2009-11-23 Report Developers Meeting 2009-2

From openZIM
Jump to navigation Jump to search

The second openZIM Developers Meeting took place November 20th to 22nd.

Participants

  1. Tommi Mäkitalo (tntnet)
  2. Emmanuel Engelhart (Kiwix)
  3. Tomasz Finc (Wikimedia Foundation)
  4. Mirko Lindner (Qi Hardware)
  5. Mirko Voigt (OpenWrt)
  6. Pascal Martin (Linterweb)
  7. Guillaume Duhamel (Linterweb)
  8. Manuel Schneider (Wikimedia CH)

Topics

better suitability for small devices

Small devices are low on memory and don't have a powerful CPU. The OpenWrt team discovered a few problems when working with openZIM to display Wikipedia content:

HTML parsing overhead

Using a full blown HTML parser uses up a lot of ressources. Available HTML engines are much more powerful than needed on these small devices. But as content is stored in HTML format using one of the available HTML engines is a logical way to go.

In fact on such small devices only very few markup is really needed: Headlines, bold, italic and anchors/links.

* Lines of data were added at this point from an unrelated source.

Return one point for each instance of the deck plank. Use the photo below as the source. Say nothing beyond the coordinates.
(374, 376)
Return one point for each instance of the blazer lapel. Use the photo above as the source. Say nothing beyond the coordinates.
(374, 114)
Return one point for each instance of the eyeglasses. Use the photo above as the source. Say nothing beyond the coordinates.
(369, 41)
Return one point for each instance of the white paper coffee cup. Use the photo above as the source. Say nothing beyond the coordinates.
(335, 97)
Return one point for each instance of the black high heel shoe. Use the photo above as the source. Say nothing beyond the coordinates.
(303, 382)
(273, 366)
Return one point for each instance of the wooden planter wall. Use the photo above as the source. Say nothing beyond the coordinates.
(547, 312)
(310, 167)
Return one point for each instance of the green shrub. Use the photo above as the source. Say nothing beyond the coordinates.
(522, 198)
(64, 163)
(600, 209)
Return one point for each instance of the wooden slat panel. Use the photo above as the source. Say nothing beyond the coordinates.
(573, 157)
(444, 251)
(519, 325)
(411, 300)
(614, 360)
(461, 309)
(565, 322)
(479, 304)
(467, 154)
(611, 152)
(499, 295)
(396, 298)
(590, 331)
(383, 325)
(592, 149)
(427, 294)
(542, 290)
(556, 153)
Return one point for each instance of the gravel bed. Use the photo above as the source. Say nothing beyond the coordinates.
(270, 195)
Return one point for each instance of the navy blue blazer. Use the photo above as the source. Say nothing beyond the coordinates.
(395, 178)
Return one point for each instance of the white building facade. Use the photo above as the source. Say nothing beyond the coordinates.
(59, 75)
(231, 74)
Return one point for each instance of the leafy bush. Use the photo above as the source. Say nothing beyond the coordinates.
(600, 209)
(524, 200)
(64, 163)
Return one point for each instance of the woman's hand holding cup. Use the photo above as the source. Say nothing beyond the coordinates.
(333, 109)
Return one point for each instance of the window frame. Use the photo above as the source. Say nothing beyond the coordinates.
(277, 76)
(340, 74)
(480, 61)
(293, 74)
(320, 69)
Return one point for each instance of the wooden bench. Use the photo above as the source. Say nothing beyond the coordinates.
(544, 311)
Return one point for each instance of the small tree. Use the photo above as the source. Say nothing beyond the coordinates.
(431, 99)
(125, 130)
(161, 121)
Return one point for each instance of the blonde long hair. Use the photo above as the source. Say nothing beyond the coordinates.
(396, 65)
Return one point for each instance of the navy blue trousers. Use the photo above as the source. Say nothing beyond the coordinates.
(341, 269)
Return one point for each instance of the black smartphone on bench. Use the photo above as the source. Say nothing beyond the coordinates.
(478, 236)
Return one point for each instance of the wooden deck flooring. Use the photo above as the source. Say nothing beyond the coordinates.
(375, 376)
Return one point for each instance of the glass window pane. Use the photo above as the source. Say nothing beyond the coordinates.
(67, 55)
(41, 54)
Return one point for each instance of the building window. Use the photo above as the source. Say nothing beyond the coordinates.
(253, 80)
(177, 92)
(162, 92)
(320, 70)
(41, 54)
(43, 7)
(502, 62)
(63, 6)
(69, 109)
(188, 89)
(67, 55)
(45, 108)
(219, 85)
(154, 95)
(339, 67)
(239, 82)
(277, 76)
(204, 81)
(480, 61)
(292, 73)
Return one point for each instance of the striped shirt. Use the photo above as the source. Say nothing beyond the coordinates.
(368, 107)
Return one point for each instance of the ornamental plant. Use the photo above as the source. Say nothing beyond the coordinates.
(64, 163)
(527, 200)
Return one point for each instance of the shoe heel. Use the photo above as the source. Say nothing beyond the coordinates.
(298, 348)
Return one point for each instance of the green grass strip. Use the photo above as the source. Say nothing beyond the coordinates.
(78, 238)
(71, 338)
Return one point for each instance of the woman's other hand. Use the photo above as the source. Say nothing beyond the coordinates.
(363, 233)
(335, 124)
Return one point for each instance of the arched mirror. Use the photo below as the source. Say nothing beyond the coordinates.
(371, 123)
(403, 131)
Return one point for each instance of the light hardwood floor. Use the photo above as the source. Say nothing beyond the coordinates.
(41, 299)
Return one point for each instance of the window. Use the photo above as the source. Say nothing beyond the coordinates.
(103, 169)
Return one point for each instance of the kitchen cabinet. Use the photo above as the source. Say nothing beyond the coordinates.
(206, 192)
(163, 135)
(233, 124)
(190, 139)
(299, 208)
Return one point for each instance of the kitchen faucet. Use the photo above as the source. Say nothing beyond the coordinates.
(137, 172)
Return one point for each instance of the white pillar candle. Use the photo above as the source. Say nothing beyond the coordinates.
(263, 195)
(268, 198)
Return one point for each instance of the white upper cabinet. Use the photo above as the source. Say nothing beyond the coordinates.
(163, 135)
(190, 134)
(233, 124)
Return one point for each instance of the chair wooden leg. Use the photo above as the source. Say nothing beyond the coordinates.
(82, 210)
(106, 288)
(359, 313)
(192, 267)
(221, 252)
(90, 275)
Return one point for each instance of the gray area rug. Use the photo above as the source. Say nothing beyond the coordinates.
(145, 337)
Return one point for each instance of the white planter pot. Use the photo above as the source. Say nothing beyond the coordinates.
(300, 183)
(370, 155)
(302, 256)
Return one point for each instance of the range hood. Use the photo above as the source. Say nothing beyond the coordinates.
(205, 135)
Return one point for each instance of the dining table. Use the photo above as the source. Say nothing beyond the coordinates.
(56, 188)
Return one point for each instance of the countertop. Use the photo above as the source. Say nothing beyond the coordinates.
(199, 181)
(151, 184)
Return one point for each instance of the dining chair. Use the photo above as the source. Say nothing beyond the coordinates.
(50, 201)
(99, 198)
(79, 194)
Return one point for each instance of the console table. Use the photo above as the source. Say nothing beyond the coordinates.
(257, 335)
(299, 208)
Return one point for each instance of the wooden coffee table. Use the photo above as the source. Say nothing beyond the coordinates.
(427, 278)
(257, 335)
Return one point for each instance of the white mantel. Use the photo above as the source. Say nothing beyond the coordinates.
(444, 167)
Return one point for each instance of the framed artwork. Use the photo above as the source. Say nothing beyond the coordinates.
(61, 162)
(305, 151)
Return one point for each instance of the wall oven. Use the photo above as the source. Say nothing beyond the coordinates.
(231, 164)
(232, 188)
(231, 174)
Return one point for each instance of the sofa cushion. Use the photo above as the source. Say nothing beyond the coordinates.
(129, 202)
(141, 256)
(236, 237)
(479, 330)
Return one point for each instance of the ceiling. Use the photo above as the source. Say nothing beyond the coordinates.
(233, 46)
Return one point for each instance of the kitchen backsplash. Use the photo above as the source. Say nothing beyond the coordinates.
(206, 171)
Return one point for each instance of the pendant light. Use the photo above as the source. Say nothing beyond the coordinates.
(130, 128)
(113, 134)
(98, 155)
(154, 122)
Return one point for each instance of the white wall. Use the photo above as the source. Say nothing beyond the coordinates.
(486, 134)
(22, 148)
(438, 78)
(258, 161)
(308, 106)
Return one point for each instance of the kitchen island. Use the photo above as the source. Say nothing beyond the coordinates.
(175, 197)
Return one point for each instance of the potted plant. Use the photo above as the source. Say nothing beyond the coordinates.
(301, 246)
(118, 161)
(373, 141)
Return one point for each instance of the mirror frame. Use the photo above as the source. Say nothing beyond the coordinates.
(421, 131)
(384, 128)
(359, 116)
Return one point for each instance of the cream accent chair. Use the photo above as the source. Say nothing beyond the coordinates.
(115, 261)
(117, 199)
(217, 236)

The idea of OpenWrt was to use a special markup for the content which is stable (HTML was considered being unstable as the standard changes once in a while) and much more reduced.

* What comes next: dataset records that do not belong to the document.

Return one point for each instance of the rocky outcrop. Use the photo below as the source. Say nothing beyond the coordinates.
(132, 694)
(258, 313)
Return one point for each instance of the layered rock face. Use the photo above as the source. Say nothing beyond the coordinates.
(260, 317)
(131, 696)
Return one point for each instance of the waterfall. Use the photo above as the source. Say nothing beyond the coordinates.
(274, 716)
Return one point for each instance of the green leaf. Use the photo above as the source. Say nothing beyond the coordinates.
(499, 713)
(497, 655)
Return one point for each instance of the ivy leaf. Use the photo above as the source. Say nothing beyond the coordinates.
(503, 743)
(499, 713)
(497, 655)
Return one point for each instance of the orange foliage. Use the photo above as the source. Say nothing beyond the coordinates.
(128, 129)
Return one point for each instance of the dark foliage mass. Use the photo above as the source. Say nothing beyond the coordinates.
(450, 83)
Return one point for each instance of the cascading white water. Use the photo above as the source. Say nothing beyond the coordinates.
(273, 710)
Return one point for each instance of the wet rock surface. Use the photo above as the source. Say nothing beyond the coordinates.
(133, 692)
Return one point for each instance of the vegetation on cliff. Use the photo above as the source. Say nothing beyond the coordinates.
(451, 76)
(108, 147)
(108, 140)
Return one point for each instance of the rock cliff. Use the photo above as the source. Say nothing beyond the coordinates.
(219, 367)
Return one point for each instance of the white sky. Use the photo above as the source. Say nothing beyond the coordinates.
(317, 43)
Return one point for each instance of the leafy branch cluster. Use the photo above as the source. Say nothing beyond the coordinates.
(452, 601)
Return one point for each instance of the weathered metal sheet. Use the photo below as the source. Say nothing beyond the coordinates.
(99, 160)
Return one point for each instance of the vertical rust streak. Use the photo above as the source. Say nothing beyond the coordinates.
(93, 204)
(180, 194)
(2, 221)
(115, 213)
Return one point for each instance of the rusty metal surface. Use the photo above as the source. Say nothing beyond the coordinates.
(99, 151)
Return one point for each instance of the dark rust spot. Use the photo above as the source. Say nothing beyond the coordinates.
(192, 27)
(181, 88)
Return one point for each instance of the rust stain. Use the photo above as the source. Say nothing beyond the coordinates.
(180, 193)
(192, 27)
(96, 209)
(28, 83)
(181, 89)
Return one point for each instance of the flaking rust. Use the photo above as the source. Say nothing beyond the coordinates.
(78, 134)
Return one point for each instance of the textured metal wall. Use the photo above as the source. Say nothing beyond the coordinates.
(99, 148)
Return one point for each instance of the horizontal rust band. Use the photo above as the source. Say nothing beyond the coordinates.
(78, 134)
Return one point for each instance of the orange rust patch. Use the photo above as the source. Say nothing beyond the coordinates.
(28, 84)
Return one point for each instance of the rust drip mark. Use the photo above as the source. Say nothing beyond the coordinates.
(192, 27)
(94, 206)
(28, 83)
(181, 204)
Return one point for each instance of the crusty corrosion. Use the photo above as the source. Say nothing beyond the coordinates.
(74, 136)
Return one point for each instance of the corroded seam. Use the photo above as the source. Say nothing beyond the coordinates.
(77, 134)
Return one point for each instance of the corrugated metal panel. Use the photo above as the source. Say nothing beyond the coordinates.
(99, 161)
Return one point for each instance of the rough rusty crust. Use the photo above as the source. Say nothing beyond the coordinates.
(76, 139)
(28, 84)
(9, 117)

After a long discussion we came up with the solution to stick with HTML (to give all features of Wikipedia to users on full blown computers) but to use a special parser that ignores everything fancy in the markup and only renders the most neccessary things. That way we would still have some overhead in the ZIM file for small devices due to unused (ignored) HTML code, but it would be no difference in efficiency.

Memory Footprint / Caches

As articles are clustered and stored in bigger compressed chunks, these clusters may not become to big, otherwise the memory available on small devices would be exhausted. The cluster size is currently by default 1 MB - this is the optimal size as compression algorithms themselve use blocks of 1 MB to compress data.

To reduce the memory footprint the streaming-mode of compression libraries offers a nice solution to only read these parts of a cluster that were needed. In streaming mode reading starts from the beginning of a compressed data stream and all data will be omitted until the pointer index in the uncompressed data stream is reached where the requested content starts.

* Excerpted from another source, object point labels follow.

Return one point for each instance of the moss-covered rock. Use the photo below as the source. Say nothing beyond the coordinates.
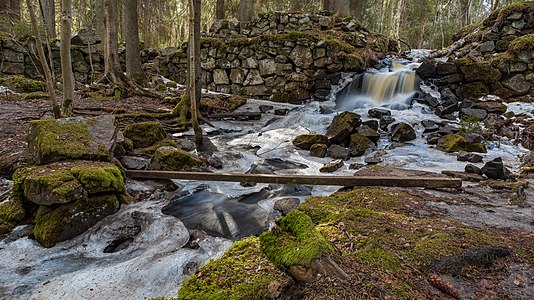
(359, 144)
(305, 141)
(145, 134)
(22, 84)
(455, 143)
(71, 138)
(234, 276)
(173, 159)
(54, 224)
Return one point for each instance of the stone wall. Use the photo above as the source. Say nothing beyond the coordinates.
(284, 57)
(497, 57)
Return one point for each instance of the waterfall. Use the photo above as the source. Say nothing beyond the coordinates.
(393, 87)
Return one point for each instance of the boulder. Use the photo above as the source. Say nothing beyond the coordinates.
(331, 166)
(305, 141)
(495, 169)
(54, 224)
(343, 126)
(72, 138)
(454, 143)
(402, 132)
(338, 152)
(144, 134)
(170, 158)
(359, 144)
(318, 150)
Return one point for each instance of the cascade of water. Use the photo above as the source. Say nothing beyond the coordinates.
(393, 88)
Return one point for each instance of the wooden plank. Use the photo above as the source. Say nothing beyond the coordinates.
(426, 182)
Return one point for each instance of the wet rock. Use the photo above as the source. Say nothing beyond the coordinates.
(331, 166)
(286, 205)
(469, 157)
(72, 138)
(378, 113)
(385, 121)
(54, 225)
(430, 126)
(473, 112)
(343, 125)
(170, 158)
(472, 169)
(455, 143)
(359, 144)
(495, 169)
(144, 134)
(403, 132)
(338, 152)
(305, 141)
(318, 150)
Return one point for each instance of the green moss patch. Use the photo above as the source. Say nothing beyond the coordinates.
(297, 242)
(242, 273)
(21, 84)
(145, 134)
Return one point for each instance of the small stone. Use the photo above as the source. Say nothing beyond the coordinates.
(468, 156)
(332, 166)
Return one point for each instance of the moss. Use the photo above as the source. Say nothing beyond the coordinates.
(173, 159)
(35, 95)
(242, 273)
(22, 84)
(54, 224)
(298, 242)
(12, 211)
(55, 140)
(145, 134)
(456, 142)
(99, 178)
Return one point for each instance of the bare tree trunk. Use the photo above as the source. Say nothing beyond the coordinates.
(246, 10)
(111, 41)
(194, 67)
(130, 27)
(66, 61)
(42, 57)
(48, 11)
(219, 9)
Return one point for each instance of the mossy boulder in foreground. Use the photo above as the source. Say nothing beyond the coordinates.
(384, 243)
(69, 197)
(72, 138)
(455, 143)
(145, 134)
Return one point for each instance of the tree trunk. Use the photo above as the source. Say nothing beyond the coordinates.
(48, 11)
(42, 57)
(66, 61)
(219, 9)
(111, 41)
(134, 69)
(194, 67)
(246, 10)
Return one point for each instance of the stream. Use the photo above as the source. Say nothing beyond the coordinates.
(146, 249)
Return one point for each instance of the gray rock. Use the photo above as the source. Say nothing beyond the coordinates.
(286, 205)
(338, 152)
(403, 132)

more flexible MIME type list

In prior versions of ZIM the MIME type is specified by an integer, the list of available MIME types is hard-coded in the zimlib.

To be more flexible in future the hard-coded list will be replaced by a list of zero-terminated strings inside the ZIM data file. Therefore a mimeListPos is added to the ZIM header to specify the position of this MIME type list inside the ZIM file.

addressing articles; title vs. URL

We had a discussion about the fact that maybe there is a case where the article names (=titles) are not represented by the URL of an article. Kiwix is currently doing that for reason and changing all URLs to some kind of a short hash key.

The former idea was to just use the URL as the article identifier and add another field in the directory entry to define the title of a given article. But as we are relying on a working poor-mans-search on small device that do not se fulltext search but do a binary seach on the article index, we decided to add another index. So each article will refenced twice, in the titlePtrList (formerly indexPtrList) and the new urlPtrList. Each list contains the same entries, but once ordered by title and once by URL.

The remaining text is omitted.